O, Mr Softee! We live 50 feet from an excellent old-school Brooklyn ice cream shop, but there’s still something about those trucks that makes a kid’s pulse surge.
I remember the horrible twist of emotions when I heard that tinny “Pop Goes the Weasel,” echoing down the alley when I was a kid. The endlessly-looping jangle of music made us all drooling Pavlov dogs, begging change as we hopped up and down in every kitchen and yard within earshot. I knew the chances of extorting ice cream money from my mom were slim, but the reward if I succeeded: Twist cones, sprinkles, flag-striped popsicles shaped like rockets, horribly synthetic, crunchy, layered ice cream bars whose higher price made sly promises of greater pleasure….
I usually give the kid the cash and let him scamper to the truck, maybe more proof of the decline in parenting and the rise of entitlement. Nah, it doesn’t need to be taken so seriously. It’s just ice cream and it makes him happy.

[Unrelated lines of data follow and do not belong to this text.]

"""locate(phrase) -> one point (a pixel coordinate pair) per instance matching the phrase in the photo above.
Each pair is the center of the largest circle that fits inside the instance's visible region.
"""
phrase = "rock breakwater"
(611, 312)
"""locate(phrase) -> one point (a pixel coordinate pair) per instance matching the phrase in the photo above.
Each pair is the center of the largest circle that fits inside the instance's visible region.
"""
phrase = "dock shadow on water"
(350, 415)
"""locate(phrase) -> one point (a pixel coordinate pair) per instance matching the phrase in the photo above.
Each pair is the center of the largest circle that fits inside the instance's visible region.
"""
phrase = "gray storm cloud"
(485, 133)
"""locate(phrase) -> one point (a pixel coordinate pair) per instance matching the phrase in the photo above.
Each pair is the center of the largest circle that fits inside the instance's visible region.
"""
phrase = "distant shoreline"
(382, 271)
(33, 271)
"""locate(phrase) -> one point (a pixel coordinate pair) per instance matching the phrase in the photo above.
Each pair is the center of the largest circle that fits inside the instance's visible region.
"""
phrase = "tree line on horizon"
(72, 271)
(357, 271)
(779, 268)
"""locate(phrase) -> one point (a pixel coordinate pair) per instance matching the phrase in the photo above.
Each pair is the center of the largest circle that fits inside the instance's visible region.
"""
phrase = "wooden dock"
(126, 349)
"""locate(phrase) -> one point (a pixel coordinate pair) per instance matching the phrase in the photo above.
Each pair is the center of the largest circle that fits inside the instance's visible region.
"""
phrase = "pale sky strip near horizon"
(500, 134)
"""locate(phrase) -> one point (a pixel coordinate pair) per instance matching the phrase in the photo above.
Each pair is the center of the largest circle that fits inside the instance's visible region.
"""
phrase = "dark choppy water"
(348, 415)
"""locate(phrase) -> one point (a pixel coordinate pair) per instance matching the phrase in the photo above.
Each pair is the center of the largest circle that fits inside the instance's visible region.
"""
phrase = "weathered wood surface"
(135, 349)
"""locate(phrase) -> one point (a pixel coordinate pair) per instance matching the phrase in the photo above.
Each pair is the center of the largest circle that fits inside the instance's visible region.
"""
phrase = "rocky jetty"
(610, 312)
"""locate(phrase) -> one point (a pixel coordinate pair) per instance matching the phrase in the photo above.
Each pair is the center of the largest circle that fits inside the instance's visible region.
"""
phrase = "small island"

Yesterday his mom picked him up from school and they both walked in with chocolate mustaches. Despite the frigid January weather, they’d indulged. The corner shop is closed, the trucks are nowhere to be found, so I guess they dipped into the freezer at the bodega. It made me think, though. Where do the trucks go in the winter? Do they burrow into their garages like frogs in the frozen mud, cocooned in a second skin of dried soft serve? Do they migrate to the Sun Belt in convoys, following the geese and the retirees?
Uh oh! That was unexpected. To clarify, Ben throws signs like a sort of Jay-Z-meets-ASL-translator-meets-Freemason-secret-handshake and says “Mr YO gurt, like YO YO YO, get it?”